Tyler Durden
Thu, 12/17/2020 – 10:10
With futures trading just around 3710 following a quiet overnight session, out partners at SpotGamma note that their indicative levels have made some significant moves resulting in the options range shifting north, with 3750 now the Call Wall which provides a higher available target in the SPX. Meanwhile, 3700 remains the largest gamma area on the board, and key support/resistance “pivot” area. Finally our our key risk line (Volatility Trigger) has filled in at 3675. As SpotGamma notes, “we generally consider this type of range shift to be healthy.”
Based on this, Spotgamma writes that the odds of the market staying >3700 into Dec. 18 “seem pretty strong” but they flag two things:
- First, the quad-witching and S&P rebalance tomorrow could cause some uninitiated movement. One potential hiccup: index funds must sell $50BN of S&P to sell in order to buy TSLA.
- Second is the VIX, which still holds 22: this elevated VIX level presents a “clean setup” into 12/18, because with lots of implied vol already priced in, if the VIX breaks lower then “the odds of the SPX trying for 3750 increases.” Of course, should the VIX spike and SPX break below 3675, is where SpotGamma sees market risks increasing substantially.
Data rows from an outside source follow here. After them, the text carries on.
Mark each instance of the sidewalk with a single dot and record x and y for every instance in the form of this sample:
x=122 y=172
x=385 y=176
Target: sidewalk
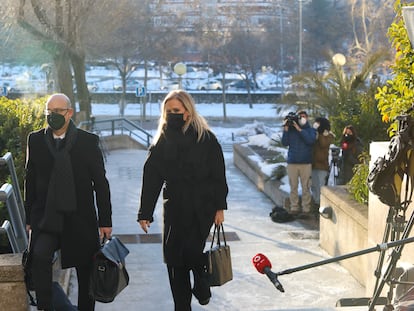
x=247 y=221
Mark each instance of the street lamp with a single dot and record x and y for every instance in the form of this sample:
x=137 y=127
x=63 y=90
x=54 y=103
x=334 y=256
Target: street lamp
x=180 y=69
x=408 y=16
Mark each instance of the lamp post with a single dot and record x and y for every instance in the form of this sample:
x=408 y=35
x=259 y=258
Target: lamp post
x=408 y=16
x=180 y=69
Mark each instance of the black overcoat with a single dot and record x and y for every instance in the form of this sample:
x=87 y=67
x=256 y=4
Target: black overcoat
x=80 y=236
x=195 y=187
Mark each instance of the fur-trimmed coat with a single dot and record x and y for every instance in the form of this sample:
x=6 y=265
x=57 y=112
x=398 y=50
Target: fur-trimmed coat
x=193 y=178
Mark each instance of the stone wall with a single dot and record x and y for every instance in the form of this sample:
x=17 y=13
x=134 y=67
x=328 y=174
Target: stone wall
x=352 y=228
x=12 y=286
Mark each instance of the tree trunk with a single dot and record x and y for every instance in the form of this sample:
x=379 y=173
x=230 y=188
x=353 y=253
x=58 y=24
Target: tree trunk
x=79 y=69
x=64 y=74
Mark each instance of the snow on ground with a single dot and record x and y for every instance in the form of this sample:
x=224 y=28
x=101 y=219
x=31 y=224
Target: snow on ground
x=259 y=126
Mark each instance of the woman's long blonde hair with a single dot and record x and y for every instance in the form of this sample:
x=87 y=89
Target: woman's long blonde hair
x=198 y=122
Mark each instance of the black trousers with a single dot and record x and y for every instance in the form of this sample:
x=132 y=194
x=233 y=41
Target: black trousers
x=44 y=247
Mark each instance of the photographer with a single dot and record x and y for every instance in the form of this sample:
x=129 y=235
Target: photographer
x=320 y=164
x=351 y=149
x=299 y=137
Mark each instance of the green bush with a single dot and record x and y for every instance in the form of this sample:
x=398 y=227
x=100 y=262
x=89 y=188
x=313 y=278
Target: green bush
x=17 y=119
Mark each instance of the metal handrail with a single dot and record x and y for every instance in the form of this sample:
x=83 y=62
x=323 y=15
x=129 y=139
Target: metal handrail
x=7 y=228
x=118 y=124
x=7 y=159
x=7 y=195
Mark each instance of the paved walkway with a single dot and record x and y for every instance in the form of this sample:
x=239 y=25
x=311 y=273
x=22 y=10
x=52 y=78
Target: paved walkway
x=287 y=245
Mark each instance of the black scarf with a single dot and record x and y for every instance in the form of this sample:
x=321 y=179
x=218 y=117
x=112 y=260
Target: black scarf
x=61 y=194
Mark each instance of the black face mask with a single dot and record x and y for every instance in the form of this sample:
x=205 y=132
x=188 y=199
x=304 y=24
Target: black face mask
x=349 y=138
x=56 y=121
x=175 y=121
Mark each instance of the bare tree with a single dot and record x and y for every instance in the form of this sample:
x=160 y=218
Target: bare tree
x=58 y=24
x=370 y=21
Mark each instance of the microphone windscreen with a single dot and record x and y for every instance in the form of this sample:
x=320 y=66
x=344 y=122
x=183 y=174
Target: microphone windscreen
x=260 y=262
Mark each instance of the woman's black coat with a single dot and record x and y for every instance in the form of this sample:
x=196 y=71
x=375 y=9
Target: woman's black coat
x=80 y=236
x=195 y=187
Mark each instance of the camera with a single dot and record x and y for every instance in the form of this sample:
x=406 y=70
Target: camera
x=335 y=154
x=290 y=118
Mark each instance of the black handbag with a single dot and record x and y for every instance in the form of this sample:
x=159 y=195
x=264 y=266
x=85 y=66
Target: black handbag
x=219 y=259
x=109 y=275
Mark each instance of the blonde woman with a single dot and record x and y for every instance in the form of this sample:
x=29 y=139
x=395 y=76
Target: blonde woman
x=187 y=161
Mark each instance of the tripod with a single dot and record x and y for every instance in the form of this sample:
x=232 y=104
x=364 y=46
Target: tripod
x=333 y=166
Incidentally, speaking of tomorrow’s quad-witching expiration as well as the upcoming year-end, Dec 31 expiry, these contain 45% of outstanding SPX option open interest, totaling more than $2.5tln of notional. However, since the concentration of strikes is below the current spot level and will thus have limited potential gamma impact, “the expiration of these positions will leave investors with cleaner portfolios to deploy risk into in early 2021”, according to Goldman.
Finally, as is typical, following these expirations SPX option open interest will be near a multi-year low, although Goldman expects open interest to start building up again as we enter 2021.